The Martyrs Testify: Christian Catholicity Against the Victim Mentality

The Martyrdom of St. Stephen
by Annibale Carracci from WikiPaintings
A few weekends ago, Regent College had a conference on faith and politics. During this conference, Peter Leithart spoke on the role of martyrs in the transformation of society. He emphasized the powerful witness of the Christian martyrs against the system of power in the old roman world, and how this witness stood as a prophecy of the coming destruction of pagan Rome, and as a prayer to the God who would surely not let the seed of the martyr blood lie fallow. Leithart then emphasized that we ought to identify ourselves with the martyr witness.

In response to this, Iwan Russel-Jones worried that to focus on the martyrs would simply encourage the harmful victim mentality of modern evangelical Christians.

And he's right - it might. Indeed, I think it will if we continue to forget the catholicity of the Church. If we forget that we are one body with the martyrs past, present and future, then we may indeed exaggerated our own sense of cultural alienation into melodramatic martyr language.
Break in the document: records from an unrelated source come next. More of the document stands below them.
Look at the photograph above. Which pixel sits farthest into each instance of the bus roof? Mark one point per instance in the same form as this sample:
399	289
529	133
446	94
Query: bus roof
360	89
However, I believe that the prescription of Peter Leithart is precisely what we need to cure the victim mentality. For Leithart is not advocating a localized view of martyrdom and the church, but a global one. When we are truly catholic, remembering that many Christians today are true martyrs, and that they are our brothers and sisters, along with the saints in Heaven who's prayers continually go up before the throne of God, then we can be under no illusion that our present trials are martyrdom. Our witness will become the prayers, fasting and acts of service we do in honour of those whose lives have become true sacrifices.

Let us remember the martyr-saints who have gone before us, and those who stand beside us in the Church militant.